Chapter 89 – Smoke in the Streets

Portoscuro's mornings had their own rhythm — slower than Rome, sharper than Milan. Narrow streets breathed out the scent of strong coffee and sea salt, shop shutters groaning open as vendors prepared for another day. But beneath the hum of ordinary life, the undercurrent was always there: whispers traded in alleys, quick glances over shoulders, names spoken only when no one else could hear.

Kairo had always known how to move through it. The key was simple — never let the streets think they owned you, but never walk like you were above them either.

He and Elira stepped out of the safehouse just after sunrise. She'd tied her hair back, swapped her evening dress for dark jeans and a leather jacket, the subtle grace in her stride giving her away as someone used to being watched.

"You've been here before," she said as they turned down a side street.

"Many times," Kairo replied, eyes scanning the rows of shuttered windows. "Portoscuro remembers its debts. Good and bad."

"And we're here to collect?"

He gave the smallest nod.

Their first stop was an espresso bar so narrow it could barely fit four tables. The owner, a wiry man with a silver ring in his ear, froze when he saw Kairo — not with fear, but with the kind of wary respect one reserved for someone whose favors came at a price.

"Signor Voletti," the man said quietly, pouring two coffees without being asked. "Didn't expect you this far from the capital."

"Business," Kairo said simply. "And I hear you've had… visitors lately."

The man's eyes darted toward Elira, then back to Kairo. "Not in here. Too many ears."

Kairo slid a bill across the counter without looking at it. "Then where?"

A pause. Then the man jerked his chin toward the back door. "Five minutes. By the crates."

They waited, sipping their coffee like it was any other morning. When the owner finally joined them outside, the salt air was stronger, the sea gulls louder.

"Three nights ago," the man said. "Two of them. Not local. One spoke like he'd learned Italian from books. The other didn't speak at all. They wanted to know where to find the Hollow."

Kairo's jaw tightened almost imperceptibly. "And what did you tell them?"

"That the Hollow doesn't exist."

"And they believed you?" Elira asked.

The man looked at her for the first time, his gaze flicking briefly to the faint bruise at her jawline — a remnant from last night's fight. "No one believes me, signorina.

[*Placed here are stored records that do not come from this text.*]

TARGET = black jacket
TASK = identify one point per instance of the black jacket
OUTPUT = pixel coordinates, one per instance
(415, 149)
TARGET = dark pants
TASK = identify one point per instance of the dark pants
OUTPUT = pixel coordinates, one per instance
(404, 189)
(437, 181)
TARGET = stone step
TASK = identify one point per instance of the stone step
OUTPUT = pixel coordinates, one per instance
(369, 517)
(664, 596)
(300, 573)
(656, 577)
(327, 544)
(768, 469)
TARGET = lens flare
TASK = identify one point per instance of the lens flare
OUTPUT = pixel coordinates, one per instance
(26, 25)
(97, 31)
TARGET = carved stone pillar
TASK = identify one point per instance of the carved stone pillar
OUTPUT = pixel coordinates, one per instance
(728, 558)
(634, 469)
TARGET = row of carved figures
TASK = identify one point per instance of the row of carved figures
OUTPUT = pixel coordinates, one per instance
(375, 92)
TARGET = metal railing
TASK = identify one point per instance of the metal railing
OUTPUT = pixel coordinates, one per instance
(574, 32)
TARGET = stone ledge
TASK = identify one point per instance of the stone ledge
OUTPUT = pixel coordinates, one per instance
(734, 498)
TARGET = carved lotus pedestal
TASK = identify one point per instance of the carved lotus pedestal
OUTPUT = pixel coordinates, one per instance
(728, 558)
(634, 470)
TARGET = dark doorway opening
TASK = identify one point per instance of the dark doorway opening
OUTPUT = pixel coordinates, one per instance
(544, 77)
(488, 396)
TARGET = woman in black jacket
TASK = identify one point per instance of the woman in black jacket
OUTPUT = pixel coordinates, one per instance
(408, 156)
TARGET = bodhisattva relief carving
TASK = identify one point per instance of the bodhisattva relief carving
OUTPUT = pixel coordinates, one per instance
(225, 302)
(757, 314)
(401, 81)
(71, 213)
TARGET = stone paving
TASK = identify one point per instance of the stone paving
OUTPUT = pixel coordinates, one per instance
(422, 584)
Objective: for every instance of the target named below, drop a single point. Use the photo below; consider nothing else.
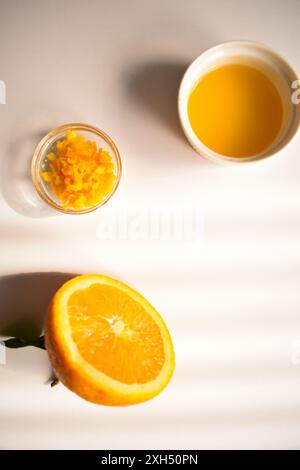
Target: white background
(230, 296)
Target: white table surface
(230, 295)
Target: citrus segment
(107, 343)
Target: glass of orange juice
(235, 103)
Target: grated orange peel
(80, 174)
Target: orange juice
(236, 110)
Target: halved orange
(106, 342)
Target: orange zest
(107, 343)
(79, 173)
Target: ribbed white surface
(230, 295)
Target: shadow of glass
(24, 302)
(154, 86)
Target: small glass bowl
(47, 144)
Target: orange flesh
(115, 334)
(236, 110)
(80, 174)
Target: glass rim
(39, 153)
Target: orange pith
(115, 334)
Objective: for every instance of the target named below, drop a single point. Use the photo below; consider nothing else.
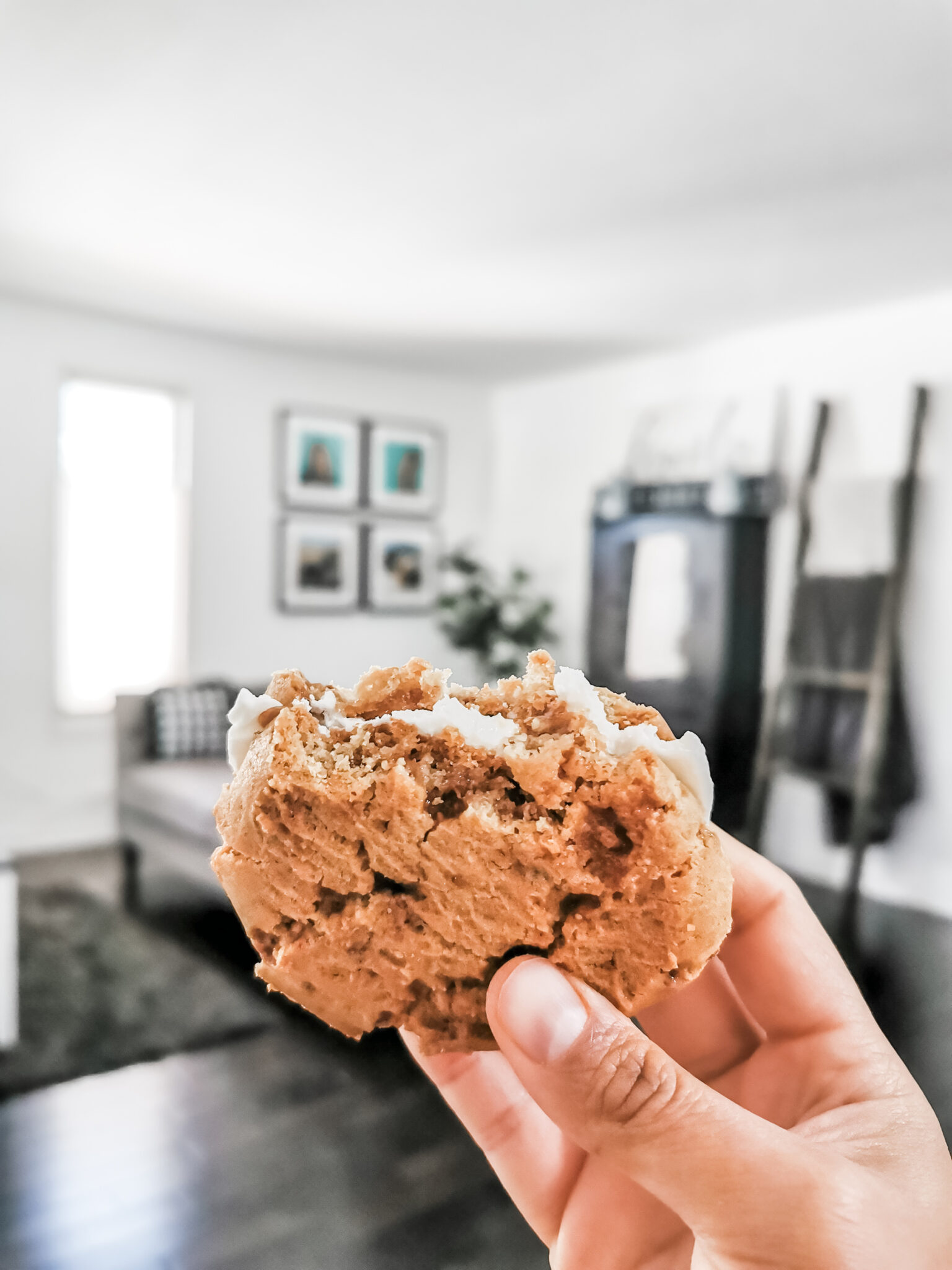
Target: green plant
(498, 623)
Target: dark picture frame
(403, 567)
(405, 468)
(322, 460)
(319, 564)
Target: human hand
(759, 1117)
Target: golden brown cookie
(389, 848)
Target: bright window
(123, 506)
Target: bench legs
(131, 889)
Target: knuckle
(499, 1129)
(635, 1085)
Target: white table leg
(9, 987)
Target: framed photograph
(407, 468)
(402, 566)
(320, 460)
(319, 569)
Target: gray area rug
(99, 991)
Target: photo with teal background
(322, 460)
(403, 468)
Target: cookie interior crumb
(390, 846)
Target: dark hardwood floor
(272, 1152)
(299, 1151)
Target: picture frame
(319, 564)
(320, 460)
(403, 567)
(405, 473)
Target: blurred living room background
(337, 334)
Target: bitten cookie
(387, 848)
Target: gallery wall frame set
(330, 460)
(337, 564)
(382, 471)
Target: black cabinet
(716, 690)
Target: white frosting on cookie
(245, 726)
(483, 732)
(685, 757)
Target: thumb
(726, 1173)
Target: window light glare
(121, 522)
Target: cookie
(389, 848)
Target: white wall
(559, 438)
(56, 773)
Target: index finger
(783, 964)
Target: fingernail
(540, 1010)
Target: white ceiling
(491, 186)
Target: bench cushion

But they left."

Kairo placed a hand on the man's shoulder — not warm, but not unkind. "If they come back, call the number you used last time. Don't talk to them again."

The man nodded quickly, disappearing back into the shop.

As they walked on, Elira glanced sideways at him. "He was afraid of them."

"He's afraid of everyone," Kairo said, "but I've never seen him avoid looking at someone like that before."

They moved deeper into the quarter, where the streets narrowed to thin ribbons between old stone buildings. This was where Portoscuro's real business was done — not in boardrooms, but in doorways and markets, in the unspoken agreements of who could pass and who couldn't.

The next informant was less willing. A woman in her late fifties who sold cigarettes out of an unmarked stall, she met every question with a shrug or a muttered "didn't see nothing." It wasn't until Kairo leaned in, his voice low, that she broke.

"They're not from here," she whispered, eyes flicking to Elira. "Not from Italy at all. I heard one of them call the other by name — Rahn. The way he moved… like someone who's never had to explain himself to anyone."

Kairo filed the name away. "And the other?"

"Never spoke. Never smiled. Just… watched."

Elira felt a chill at that.

By the time they returned to the safehouse, the sun was higher, the streets busier, but the air between them was heavier. Kairo dropped his coat over a chair, sat at the table, and pulled a small notebook from his inner pocket.

He wrote the name slowly. Rahn.

"Do you know him?" Elira asked.

Kairo didn't look up. "I know the type. Men like him don't come here without a reason. And they don't leave until they've taken something worth more than money."

Her gaze lingered on him. "And you think that something is you."

He looked at her then — really looked — and for a moment, the sharpness in his eyes gave way to something else.

"No, Elira," he said quietly. "It's us."